Subnautica 2 startete am 14. Mai in den Early Access und entwickelte sich sofort zu einem der größten Survival-Game-Launches auf Steam der letzten Zeit. Mit einem Peak von 467,582 gleichzeitig aktiven Spielern wurden innerhalb von 12 Stunden nach Release insgesamt 2 Millionen Verkäufe erzielt.

Pioneers erkunden das neue Biom
Zahlen, die das Original in den Schatten stellen
Um die Tragweite dieses Erfolgs zu verstehen, muss man sich den Ursprung der Serie ansehen. Das ursprüngliche Subnautica erreichte über seine gesamte Laufzeit auf Steam einen Peak von 51,156 gleichzeitig aktiven Spielern. Subnautica: Below Zero kam auf einen Höchstwert von 42,115. Subnautica 2 übertraf beide Zahlen, bevor die meisten Spieler überhaupt ihre erste Rohstoffquelle gefunden hatten.
Der Steam-Peak von 467,582 ist zwar die Schlagzeile wert, doch die Verkaufszahlen sind wohl noch aussagekräftiger. Unknown Worlds gab kurz nach dem Launch 1 Million verkaufte Einheiten über alle Plattformen hinweg bekannt und korrigierte diese Zahl noch vor Tagesende auf 2 Millionen. Das Spiel ist für PC und Xbox Series X/S erhältlich und zudem im Game Pass enthalten, wobei Microsoft keine öffentlichen Zahlen zu den Abonnenten nennt.

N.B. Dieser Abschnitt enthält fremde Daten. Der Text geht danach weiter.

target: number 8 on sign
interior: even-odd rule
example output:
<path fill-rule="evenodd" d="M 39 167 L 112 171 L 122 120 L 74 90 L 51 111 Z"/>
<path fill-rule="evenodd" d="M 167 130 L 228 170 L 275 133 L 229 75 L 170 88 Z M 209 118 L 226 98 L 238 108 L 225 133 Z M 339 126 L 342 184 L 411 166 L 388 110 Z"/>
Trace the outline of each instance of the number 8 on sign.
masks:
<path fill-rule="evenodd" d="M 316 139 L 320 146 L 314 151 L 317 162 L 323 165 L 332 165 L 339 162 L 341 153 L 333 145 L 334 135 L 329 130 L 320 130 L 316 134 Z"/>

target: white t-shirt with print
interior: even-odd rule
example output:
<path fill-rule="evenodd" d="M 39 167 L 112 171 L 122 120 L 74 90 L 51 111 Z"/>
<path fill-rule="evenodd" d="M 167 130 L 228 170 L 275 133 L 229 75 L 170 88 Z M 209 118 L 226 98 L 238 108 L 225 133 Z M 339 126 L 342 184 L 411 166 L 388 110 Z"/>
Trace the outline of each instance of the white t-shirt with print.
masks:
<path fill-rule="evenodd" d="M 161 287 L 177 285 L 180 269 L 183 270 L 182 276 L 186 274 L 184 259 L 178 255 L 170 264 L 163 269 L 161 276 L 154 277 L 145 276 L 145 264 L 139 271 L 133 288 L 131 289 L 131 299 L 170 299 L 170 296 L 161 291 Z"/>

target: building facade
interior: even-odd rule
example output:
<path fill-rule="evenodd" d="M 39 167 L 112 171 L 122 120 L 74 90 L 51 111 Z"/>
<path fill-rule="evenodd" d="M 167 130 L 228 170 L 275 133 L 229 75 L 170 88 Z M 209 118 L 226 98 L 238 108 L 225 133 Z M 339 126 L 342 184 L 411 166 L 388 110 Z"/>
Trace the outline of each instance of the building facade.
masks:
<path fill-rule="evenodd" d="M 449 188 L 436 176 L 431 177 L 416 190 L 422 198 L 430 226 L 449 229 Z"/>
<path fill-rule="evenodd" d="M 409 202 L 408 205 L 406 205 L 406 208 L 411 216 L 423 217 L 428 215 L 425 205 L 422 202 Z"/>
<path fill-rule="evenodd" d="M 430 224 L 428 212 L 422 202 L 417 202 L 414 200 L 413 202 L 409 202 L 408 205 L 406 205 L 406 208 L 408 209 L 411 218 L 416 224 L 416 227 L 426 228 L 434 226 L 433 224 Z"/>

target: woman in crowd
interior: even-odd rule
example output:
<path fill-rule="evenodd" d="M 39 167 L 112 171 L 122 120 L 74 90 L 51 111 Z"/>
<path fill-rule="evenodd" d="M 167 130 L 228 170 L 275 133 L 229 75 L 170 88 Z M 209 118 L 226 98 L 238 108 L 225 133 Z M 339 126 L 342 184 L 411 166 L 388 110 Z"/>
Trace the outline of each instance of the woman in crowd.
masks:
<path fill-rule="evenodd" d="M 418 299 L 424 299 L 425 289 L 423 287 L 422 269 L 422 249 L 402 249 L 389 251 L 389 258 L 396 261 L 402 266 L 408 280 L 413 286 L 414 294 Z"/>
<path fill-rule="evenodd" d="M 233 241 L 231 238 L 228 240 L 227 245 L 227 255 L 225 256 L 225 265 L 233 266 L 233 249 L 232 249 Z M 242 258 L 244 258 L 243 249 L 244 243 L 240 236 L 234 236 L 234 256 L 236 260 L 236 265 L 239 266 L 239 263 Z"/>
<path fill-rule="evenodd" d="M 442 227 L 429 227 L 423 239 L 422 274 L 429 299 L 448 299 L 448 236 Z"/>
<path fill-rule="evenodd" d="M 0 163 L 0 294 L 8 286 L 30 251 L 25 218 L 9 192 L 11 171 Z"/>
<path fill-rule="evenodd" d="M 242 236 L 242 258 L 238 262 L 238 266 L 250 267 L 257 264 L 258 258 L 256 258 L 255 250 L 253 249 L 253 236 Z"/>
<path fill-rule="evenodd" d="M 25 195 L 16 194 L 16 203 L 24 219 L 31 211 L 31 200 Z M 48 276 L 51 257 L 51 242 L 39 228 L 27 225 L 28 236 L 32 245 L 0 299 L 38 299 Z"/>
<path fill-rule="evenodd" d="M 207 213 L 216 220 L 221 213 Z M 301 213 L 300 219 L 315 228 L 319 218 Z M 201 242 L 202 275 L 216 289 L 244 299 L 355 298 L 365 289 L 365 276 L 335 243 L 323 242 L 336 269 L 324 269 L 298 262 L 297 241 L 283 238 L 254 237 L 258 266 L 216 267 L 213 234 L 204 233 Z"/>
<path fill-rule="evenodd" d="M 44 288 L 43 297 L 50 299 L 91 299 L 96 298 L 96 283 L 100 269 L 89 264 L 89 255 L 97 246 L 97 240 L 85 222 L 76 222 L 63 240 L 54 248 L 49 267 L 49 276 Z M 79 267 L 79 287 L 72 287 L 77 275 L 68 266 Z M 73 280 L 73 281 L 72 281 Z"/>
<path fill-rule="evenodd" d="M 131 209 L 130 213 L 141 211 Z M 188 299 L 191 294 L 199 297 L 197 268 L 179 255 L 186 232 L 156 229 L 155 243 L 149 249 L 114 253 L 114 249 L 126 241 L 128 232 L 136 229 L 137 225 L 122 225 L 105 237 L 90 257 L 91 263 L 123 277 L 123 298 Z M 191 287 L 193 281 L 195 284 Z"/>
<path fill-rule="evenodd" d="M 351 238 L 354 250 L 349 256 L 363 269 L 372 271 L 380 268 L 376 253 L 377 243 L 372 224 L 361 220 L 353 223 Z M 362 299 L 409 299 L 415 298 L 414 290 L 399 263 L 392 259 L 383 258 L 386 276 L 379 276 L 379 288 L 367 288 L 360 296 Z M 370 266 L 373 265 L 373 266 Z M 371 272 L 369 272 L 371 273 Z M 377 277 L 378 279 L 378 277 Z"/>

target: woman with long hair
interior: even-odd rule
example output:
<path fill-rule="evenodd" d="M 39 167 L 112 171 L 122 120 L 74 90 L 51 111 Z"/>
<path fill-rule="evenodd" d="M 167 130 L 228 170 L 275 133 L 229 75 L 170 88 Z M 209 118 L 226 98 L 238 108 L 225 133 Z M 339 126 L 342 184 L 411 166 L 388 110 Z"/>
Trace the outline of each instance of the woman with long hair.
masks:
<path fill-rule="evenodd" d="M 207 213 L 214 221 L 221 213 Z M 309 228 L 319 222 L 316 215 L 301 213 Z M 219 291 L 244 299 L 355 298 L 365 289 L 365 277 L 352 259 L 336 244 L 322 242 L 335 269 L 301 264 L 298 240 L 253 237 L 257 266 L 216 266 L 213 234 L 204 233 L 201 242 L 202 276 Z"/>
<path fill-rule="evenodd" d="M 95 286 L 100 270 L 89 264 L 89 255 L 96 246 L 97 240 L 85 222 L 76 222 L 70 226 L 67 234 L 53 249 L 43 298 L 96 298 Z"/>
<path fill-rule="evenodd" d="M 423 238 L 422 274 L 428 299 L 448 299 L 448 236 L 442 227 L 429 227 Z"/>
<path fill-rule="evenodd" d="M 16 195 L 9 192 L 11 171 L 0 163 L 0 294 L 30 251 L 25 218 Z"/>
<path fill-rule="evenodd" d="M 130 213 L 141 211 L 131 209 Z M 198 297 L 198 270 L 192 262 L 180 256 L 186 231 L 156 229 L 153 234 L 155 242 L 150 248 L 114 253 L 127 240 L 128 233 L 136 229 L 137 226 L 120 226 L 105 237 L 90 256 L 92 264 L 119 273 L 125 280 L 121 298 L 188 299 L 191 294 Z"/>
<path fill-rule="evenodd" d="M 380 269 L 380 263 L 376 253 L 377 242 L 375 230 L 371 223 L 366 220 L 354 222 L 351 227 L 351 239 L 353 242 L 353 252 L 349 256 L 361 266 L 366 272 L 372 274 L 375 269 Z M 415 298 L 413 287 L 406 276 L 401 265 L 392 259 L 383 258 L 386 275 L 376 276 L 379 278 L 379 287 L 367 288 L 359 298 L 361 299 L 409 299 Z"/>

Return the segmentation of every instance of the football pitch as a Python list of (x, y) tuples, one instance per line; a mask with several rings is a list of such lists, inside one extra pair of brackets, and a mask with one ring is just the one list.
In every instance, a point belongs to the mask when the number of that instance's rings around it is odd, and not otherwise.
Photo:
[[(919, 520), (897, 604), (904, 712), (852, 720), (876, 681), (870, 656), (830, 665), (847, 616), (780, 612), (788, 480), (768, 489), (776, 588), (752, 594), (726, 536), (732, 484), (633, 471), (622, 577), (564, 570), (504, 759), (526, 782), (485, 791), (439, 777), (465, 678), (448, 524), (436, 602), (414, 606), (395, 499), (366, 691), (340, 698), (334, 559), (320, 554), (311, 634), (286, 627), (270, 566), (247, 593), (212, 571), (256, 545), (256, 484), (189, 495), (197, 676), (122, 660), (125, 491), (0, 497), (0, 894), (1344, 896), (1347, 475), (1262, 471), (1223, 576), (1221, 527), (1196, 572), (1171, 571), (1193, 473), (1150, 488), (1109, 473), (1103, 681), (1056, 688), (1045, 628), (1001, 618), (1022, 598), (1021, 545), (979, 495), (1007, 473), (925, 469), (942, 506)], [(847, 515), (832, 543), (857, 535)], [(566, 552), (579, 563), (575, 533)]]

Der Vergleich mit den Schwergewichten des Survival-Genres
Setzt man Subnautica 2 in den Kontext zu anderen Survival-Games, wirken die Zahlen noch beeindruckender. Rust, das das Genre seit Jahren dominiert, hält einen Allzeit-Steam-Peak von 262,284 gleichzeitig aktiven Spielern. Der Piraten-Survival-Hit Windrose erreichte 222,134. Subnautica 2 überholte beide bereits am ersten Tag.
Der einzige vergleichbare Launch der letzten Zeit war Dune: Awakening, das im letzten Jahr ein explosives Debüt feierte. Subnautica 2 hat nun einen neuen Benchmark gesetzt, der für jeden zukünftigen Survival-Game-Launch als Referenzpunkt dienen wird.
Die Steam-Spielerzahlen spiegeln nur die PC-Daten wider. Die tatsächliche Gesamtzahl der Spieler von Subnautica 2, einschließlich Xbox- und Game-Pass-Nutzern, liegt höher als die SteamDB-Daten vermuten lassen.
Was das für Unknown Worlds und Publisher Krafton bedeutet
Die Sache ist die: Dieser Launch hat eine zusätzliche Bedeutung, die über die übliche Begeisterung bei einer großen Veröffentlichung hinausgeht. Berichten zufolge hatte sich Publisher Krafton auf ein signifikantes, leistungsabhängiges Bonuspaket geeinigt, das an die kommerziellen Ergebnisse von Subnautica 2 geknüpft war – ein Deal, der Gegenstand rechtlicher Auseinandersetzungen zwischen den beiden Parteien wurde. Ein Ergebnis von 2 Millionen verkauften Einheiten am ersten Tag ist ein so klarer Leistungsnachweis, wie man ihn sich nur wünschen kann.
Für Unknown Worlds bestätigt dies die jahrelange Entwicklungsarbeit und verschafft dem Studio eine starke Ausgangslage für den gesamten Early-Access-Zyklus. Der Druck verlagert sich nun darauf, das Momentum aufrechtzuerhalten, während das Team das Spiel weiter ausbaut.

Early-Access-Basisbau
Was die Spieler erwartet
Die Early-Access-Version bietet einen neuen Planeten namens Zazura, einen 4-Spieler-Koop-Modus, das Tauchfahrzeug Tadpole, dynamische Meeresströmungen und ein überarbeitetes Basisbau-System. Du kannst dir die vollständige Übersicht aller für den Early Access bestätigten neuen Features ansehen, wenn du genau wissen willst, was dich erwartet, bevor du einsteigst.
Die Map ist zudem die größte, die die Serie jemals zum Launch hatte. Unknown Worlds hat spezifische Details zu Tiefe und Umfang bestätigt, die du in der Analyse zur Map-Größe von Subnautica 2 im Early Access nachlesen kannst.
Mit 2 Millionen Spielern, die bereits ins Wasser eingetaucht sind, stellt sich nun die Frage, wie Unknown Worlds den weiteren Weg meistert. Early-Access-Survival-Games stehen und fallen mit ihrem Update-Rhythmus und der Reaktion der Community auf das erste Feedback. Das Studio hat derzeit die Aufmerksamkeit des gesamten Genres auf sich gezogen.